Aux termes de l' article 1844-8 du code civil , la fusion entraîne la dissolution sans liquidation de la société absorbée qui disparaît. En conséquence, il n'y a pas nomination d'un liquidateur et la règle de la survie de la personnalité morale pour les besoins de la liquidation étant écartée, une société absorbée ne peut poursuivre une action en justice après son absorption (Cass.com 6 mai 2003 : RJDA 2003, n° 833. - Cass. com., 22 févr. 2005 : RJDA 2005, n° 698. - Cass. 1ère civ., 12 févr. 2004 : RJDA 2004, n° 707), dès lors que sa dissolution a été publiée au registre du commerce et des sociétés au moment de l'assignation (Cass. com., 24 mai 2011, n° 10-19.222, Sté [6] c/ [E]).
En l'espèce, il n'est pas non plus discuté que les opérations de fusion et de dissolution amiable de la société [4] enregistrées au registre du commerce et des sociétés, ont été publiées au BODACC le 21 décembre 2022.
Il s'en suit qu'à l'égard des tiers, la SARL [4] n'avait plus de personnalité morale, et donc plus la capacité d'ester en justice à compter du 21 décembre 2022, soit antérieurement à l'acte d'appel émis le 2 février 2023.

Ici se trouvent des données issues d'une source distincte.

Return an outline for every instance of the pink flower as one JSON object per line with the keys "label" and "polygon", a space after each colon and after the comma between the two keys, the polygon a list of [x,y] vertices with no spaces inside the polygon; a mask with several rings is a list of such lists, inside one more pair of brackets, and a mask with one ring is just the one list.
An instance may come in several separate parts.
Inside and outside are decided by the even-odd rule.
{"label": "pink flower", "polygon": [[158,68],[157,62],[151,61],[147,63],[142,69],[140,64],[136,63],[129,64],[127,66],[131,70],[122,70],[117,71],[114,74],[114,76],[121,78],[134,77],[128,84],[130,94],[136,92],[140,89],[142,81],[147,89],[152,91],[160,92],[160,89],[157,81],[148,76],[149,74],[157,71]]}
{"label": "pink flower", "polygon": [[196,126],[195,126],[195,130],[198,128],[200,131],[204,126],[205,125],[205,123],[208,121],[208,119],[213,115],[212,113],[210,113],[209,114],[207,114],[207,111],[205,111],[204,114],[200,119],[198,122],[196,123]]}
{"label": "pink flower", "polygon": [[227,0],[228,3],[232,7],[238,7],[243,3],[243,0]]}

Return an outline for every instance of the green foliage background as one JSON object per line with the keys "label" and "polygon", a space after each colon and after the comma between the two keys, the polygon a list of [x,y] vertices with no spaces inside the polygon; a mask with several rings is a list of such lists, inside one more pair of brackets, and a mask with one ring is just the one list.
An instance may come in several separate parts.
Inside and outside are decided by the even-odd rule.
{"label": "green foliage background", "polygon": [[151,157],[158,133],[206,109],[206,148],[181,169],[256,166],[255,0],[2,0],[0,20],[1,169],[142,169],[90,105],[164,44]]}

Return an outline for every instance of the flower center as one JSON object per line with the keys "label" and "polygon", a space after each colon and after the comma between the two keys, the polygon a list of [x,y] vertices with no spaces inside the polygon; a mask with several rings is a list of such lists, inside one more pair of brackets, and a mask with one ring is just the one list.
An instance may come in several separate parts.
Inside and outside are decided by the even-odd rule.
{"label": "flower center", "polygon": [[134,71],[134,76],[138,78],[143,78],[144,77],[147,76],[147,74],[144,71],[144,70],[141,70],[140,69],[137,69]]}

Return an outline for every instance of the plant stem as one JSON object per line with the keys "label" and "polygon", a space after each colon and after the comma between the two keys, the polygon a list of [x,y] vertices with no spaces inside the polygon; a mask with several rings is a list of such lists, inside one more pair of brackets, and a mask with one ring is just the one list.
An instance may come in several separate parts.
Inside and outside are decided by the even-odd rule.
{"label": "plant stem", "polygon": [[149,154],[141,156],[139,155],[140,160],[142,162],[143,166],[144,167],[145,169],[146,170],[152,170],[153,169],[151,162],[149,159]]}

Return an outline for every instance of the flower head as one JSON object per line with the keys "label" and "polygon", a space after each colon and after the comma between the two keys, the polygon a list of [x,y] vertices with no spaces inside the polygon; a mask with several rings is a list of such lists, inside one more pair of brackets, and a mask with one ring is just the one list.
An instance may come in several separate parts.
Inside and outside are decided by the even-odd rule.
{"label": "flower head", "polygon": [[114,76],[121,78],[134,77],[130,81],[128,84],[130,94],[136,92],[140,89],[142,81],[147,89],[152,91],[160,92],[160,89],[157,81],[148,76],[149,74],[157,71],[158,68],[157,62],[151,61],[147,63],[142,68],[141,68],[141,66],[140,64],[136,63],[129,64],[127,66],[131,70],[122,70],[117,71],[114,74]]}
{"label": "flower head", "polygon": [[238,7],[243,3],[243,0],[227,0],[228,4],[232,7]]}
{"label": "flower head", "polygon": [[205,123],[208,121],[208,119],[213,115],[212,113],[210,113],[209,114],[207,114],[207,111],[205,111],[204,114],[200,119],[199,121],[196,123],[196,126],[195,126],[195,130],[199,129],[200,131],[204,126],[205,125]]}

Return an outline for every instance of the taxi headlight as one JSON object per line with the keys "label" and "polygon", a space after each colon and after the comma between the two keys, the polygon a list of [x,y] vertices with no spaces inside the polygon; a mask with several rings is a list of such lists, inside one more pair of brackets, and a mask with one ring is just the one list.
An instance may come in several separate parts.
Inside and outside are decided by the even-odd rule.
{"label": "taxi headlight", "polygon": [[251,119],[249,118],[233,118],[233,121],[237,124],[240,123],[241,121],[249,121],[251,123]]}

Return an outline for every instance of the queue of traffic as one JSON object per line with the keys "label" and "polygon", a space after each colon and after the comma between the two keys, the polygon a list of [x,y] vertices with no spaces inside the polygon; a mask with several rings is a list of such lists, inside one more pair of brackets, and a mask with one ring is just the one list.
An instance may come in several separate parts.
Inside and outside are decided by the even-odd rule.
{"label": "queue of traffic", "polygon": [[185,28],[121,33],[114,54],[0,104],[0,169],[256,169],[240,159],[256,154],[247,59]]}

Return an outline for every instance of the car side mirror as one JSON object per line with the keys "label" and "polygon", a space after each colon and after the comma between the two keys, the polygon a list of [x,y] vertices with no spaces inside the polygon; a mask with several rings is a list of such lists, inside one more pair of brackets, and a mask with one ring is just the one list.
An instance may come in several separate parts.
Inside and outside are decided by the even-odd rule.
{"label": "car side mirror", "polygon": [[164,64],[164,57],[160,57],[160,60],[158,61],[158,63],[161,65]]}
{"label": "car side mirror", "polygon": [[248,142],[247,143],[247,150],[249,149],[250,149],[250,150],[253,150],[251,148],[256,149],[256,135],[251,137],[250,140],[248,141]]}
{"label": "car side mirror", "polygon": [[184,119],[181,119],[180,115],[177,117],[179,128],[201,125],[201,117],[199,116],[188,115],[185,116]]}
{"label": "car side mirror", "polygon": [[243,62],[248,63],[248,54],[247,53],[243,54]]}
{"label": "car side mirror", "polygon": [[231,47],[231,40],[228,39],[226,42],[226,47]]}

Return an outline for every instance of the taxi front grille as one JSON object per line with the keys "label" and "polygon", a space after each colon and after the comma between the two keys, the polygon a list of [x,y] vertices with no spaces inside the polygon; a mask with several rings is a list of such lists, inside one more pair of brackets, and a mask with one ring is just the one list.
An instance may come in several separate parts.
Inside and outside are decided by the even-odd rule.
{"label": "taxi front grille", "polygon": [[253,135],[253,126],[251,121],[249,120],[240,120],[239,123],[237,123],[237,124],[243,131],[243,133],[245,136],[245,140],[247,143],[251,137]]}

L'article 117 du code de procédure civile dispose que le défaut de capacité d'ester en justice constitue une irrégularité de fond affectant la validité de l'acte.
En outre, il est de jurisprudence constante que l'inexistence d'une personne morale est une irrégularité de fond qui n'est pas susceptible d'être couverte. En effet, il en est ainsi pour une société avant son immatriculation au registre du commerce (Com. 30 novembre 1999 n°97-14.595; Civ 2ème 12 février 2004 n°02-13.672), mais également pour une société ayant fait l'objet d'une fusion-absorption (Civ 2ème 27 septembre 2012 n°11-22.278).
Ainsi, l'intervention volontaire de la SAS [5], société absorbante, par le dépôt de conclusions notifiées le 22 avril 2024, n'est pas de nature à régulariser la procédure initiée par l'acte d'appel émis le 2 février 2023 par la SAR [4], société absorbée et dépourvue de la capacité d'ester en justice avant l'émission de l'acte d'appel.
L'acte d'appel étant nul, les prétentions exposées subséquemment devant la cour sont irrecevables.
En conséquence, l'appel doit être déclaré irrecevable.
La société [5], venant aux droits de la SARL [4], succombant à l'instance sera condamnée au dépens de l'appel en vertu de l'article 696 du code de procédure civile.
En application de l'article 700 suivant, la société [5], venant aux droits de la SARL [4], sera condamnée à payer à l'URSSAF PACA la somme de 1.000 euros à titre de frais irrépétibles.
PAR CES MOTIFS
La cour statuant publiquement par décision contradictoire,
Déclare irrecevable l'appel formé le 2 février 2023 par la SARL [4], aux droits de laquelle est venue la SAS [5] le 21 décembre 2022,
Condamne la SAS [5], venue aux droits de la SARL [4], à payer à l'URSSAF PACA la somme de 1.000 euros à titre de frais irrépétibles,
Condamne la SAS [5], venue aux droits de la SARL [4], aux dépens de l'appel.